Le dinamiche umane si indurivano negli spazi ristretti del cammino. Piccole lamentele sulle razioni si trasformarono in diserzioni aperte. Una scena registrata: tre portatori scomparvero un'alba, scivolando silenziosamente nella boscaglia con un pacco di pesce salato e una coperta. La loro partenza si diffuse nel campo — un promemoria che la lealtà era spesso transazionale e che gli uomini che portavano il peso dell'espedizione avevano le proprie vite legate a obblighi familiari e di villaggio. La diserzione o la fuga sarebbero ricorse come un motivo; il progresso dell'espedizione dipendeva tanto dalla negoziazione umana quanto dalle direzioni della bussola.

Le prime gravi malattie arrivarono entro poche settimane: febbri, dissenterie e colpi di tosse portati dal vento. La cassa medica della nave — adeguata per una settimana di piccoli disturbi — si rivelò insufficiente per la serie di malattie tropicali che infestavano una pianura umida. I cadaveri venivano portati in tombe poco profonde, mezzo nascoste sotto le foglie di banana; l'odore di terra umida e il fumo di un rogo funebre sarebbero stati successivamente riprodotti in molti campi diversi.

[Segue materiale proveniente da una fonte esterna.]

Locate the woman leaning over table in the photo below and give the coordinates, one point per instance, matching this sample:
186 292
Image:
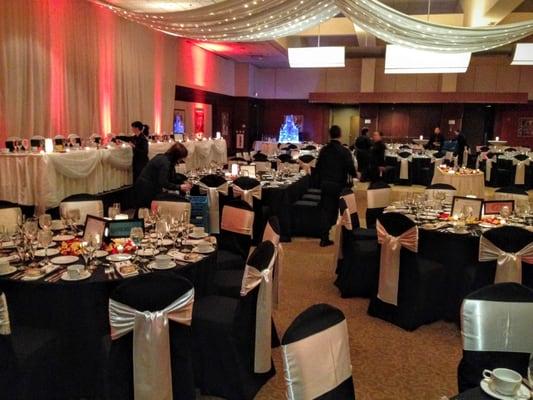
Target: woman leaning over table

Dove gli uomini morivano, il morale calava; dove un leader prendeva una decisione difficile per andare avanti, il risentimento ribolliva.

In mezzo a queste prove, anche i momenti di meraviglia erano frequenti. Su un alto crinale il caravan si fermò e il mondo interno si svelò: una valle dove il sole colpiva rosso nella polvere, un fiume che scorreva come un nastro lucido e, di notte, un cielo così ampio e non inquinato che la Via Lattea scorreva come un canale di latte. Un paesaggio che era stato un vuoto sulle mappe ora si presentava in texture e colori — verde dell'ombra di vecchie monete, farfalle che lampeggiavano come pezzi di vetro colorato, e il muschio di fiori sconosciuti. Gli uomini che avevano trascorso una vita all'interno delle strette bande delle stazioni costiere dell'impero trovavano la scala dell'interno simultaneamente umiliante e inebriante.

Il capitolo della partenza si chiuse con un momento di rischio composto. Il caravan, ora nel profondo delle pianure, si trovò al limite del suo sentiero conosciuto. Un fiume gonfio bloccava il cammino; la sua corrente suonava come un ruggito distante. Gli uomini si affaticavano a costruire una zattera, le corde bagnate e le mani vescicate, mentre il cielo si inclinava verso un violento viola. La sensazione di essere impegnati — dove tornare indietro significava perdere molto e andare avanti poteva portare a un disastro — si posò sul campo come un peso tangibile. Davanti si trovava un territorio segnato con inchiostro disegnato a mano su una mappa, etichettato solo da speculazioni. Il caravan aggiustò i suoi pacchi, strinse le cinghie e si mosse verso il suono del fiume. La prossima fase li avrebbe portati lontano dalle coste conosciute e più a fondo nell'interno del continente. La linea tra rischio di routine e pericolo esistenziale si era assottigliata; ciò che rimaneva era continuare a camminare.